Outside Influences

What's Next for the Farm Bill

A deal won't get done this week. Will it happen in a lame-duck session, or the next Congress?

Sen. Pat Roberts (left), accompanied by Senate Majority Leader Mitch McConnell, reads from notes on the farm bill as he speaks with reporters June 26.
AP Photo/Andrew Harnik
Sept. 25, 2018, 8 p.m.

It’s now clear that Senate Agriculture Committee Chairman Pat Roberts and House Agriculture Committee Chairman Michael Conaway will not be able to live up to their promises to pass a new farm bill before the 2014 law expires Sunday.

That might be considered a failure of Republican leadership, but Congress has failed so often to pass a five-year bill on time that it’s no big deal. The major farm and nutrition programs will still function, at least until December, although some smaller programs will lose their authorization Sunday.

Now the question is whether Congress will finish the bill before the election or during a lame-duck session, or if it will have to start over next year when Democrats appear likely to be in charge of the House and maybe the Senate.

Most bets are on finishing the bill in the lame-duck session after the Nov. 6 election, but House Agriculture Committee ranking member Collin Peterson said in radio interviews late last week that he believes Congress can finish the bill in October because both the House and Senate will be in session part of the month. That plan could go awry, however, if House leaders follow through on a proposal to stop working at the end of this week, canceling next month's sessions.

Peterson based his optimism on a proposal that Conaway apparently put on the table last week that included a softening of his position on changes to the Supplemental Nutrition Assistance Program.

The House-passed farm bill included increased work requirements for SNAP beneficiaries and other restrictions on SNAP eligibility. House Democrats refused to support the bill because of the provisions. The Senate-passed bill maintained existing work requirements and included some stricter eligibility enforcement provisions, but nothing close to the House rules that social-welfare advocates said would cause hungry people to go without food.

Peterson said Conaway’s latest offer is based on eliminating or reducing the waivers that allow states to avoid the work requirements and other rules in the current law on the grounds that unemployment is high. Peterson noted that even the Trump administration has granted waivers to the states.

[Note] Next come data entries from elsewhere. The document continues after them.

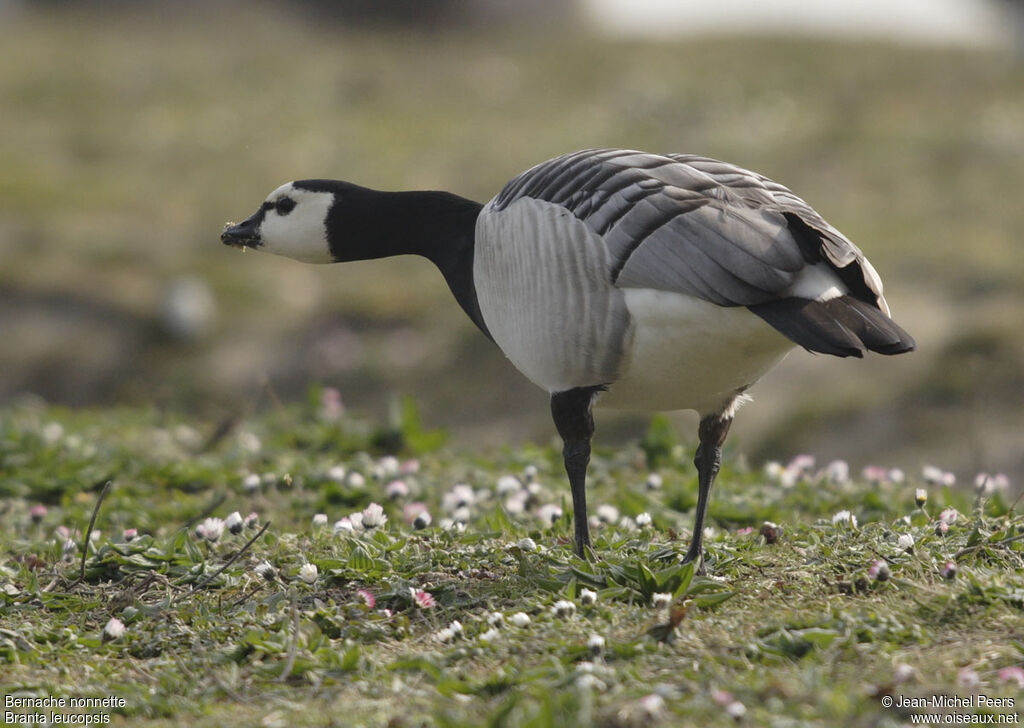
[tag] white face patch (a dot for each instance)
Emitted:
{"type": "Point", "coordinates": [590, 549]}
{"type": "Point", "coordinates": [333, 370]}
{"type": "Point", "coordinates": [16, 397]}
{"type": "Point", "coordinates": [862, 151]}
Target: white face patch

Conaway has not described his offer publicly, but a House Agriculture Committee Republican aide pointed out that there are “42 different provisions in which the House touched SNAP, and work requirements are just one piece of the puzzle.”

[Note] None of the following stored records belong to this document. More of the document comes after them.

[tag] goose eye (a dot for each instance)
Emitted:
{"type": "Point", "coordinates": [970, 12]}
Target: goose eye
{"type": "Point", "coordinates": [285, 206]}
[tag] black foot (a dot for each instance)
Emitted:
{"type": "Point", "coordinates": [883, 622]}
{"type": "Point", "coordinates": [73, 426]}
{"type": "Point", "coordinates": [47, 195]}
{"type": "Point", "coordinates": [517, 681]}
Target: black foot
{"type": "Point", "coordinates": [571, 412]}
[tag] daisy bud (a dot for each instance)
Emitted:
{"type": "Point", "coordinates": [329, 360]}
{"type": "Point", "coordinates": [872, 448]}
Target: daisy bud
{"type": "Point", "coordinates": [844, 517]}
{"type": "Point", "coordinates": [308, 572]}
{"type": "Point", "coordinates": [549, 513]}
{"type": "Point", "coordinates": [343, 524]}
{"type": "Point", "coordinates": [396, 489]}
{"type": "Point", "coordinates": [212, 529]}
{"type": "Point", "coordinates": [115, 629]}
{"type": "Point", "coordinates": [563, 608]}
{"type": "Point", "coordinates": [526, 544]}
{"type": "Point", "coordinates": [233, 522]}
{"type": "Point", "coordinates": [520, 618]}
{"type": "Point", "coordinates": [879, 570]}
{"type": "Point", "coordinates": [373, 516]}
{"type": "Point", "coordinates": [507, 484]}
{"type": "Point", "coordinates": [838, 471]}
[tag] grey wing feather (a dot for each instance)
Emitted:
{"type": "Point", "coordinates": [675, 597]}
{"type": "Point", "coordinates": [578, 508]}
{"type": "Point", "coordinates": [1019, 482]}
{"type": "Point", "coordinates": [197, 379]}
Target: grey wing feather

Aides to Conaway, Peterson, Roberts, and Senate Agriculture Committee ranking member Debbie Stabenow have all said recently that the nutrition title is not the only thing holding up the legislation.

Roberts has said that issues surrounding the two basic subsidy programs in the commodity title have been settled. Peterson said other proposals in the commodity title would cost a lot of money, but he declined to describe them.

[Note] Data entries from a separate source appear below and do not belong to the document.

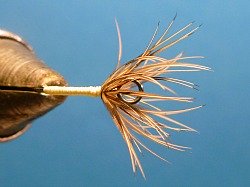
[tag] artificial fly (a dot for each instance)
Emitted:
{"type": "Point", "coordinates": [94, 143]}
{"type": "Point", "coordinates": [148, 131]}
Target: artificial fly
{"type": "Point", "coordinates": [130, 105]}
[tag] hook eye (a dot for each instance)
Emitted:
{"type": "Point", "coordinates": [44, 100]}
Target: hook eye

All four leaders seem to be united behind the idea that an extension of the current law would be a bad idea.

“We are not talking about an extension here; we are still trying to get this done,” Peterson said in an interview with the Red River Farm Network.

Conaway said in an email Tuesday, “We still have an opportunity to get this done. It all boils down to whether there is a political will to make those tough choices. I’m not ready to talk about an extension yet, and anybody who's talking about it maybe are signaling they've given up."

A spokeswoman for Roberts said, “It’s premature to talk about an extension right now. Negotiations are ongoing. The Ag chairmen and ranking members are close to reaching agreement. Members and staff continue to meet often and regularly. Chairman Roberts remains committed to getting a farm bill done quickly.”

Stabenow said in an email, “While the Senate was able to reach a historic bipartisan agreement earlier this year, the conference committee is continuing to work through a number of differences within the bill. I remain committed to finalizing a farm bill as soon as possible that will support our farmers, families, and rural communities.”

Peterson said that if Stabenow and Roberts agree to a deal on SNAP, he can deliver enough Democratic votes so that Conaway would not have to depend on the Freedom Caucus to pass the bill.

But SNAP could still be an issue. While key farm and conservation groups have called for passage of the bill as soon as possible, nutrition organizations say their No. 1 priority is rejecting the House SNAP provisions. If Democrats attain majorities in the House and Senate, the pressure to reject any restrictions on SNAP would intensify. That might mean settling for an extension and leaving the bill until the next Congress when the entire process would have to start from scratch.

But the strongest sign that a deal is close came when Peterson told the lobbyists to stay away.

“I think everybody just needs to relax,” Peterson said on the radio. “We don’t need any more advice. We need to be left to work this thing out.”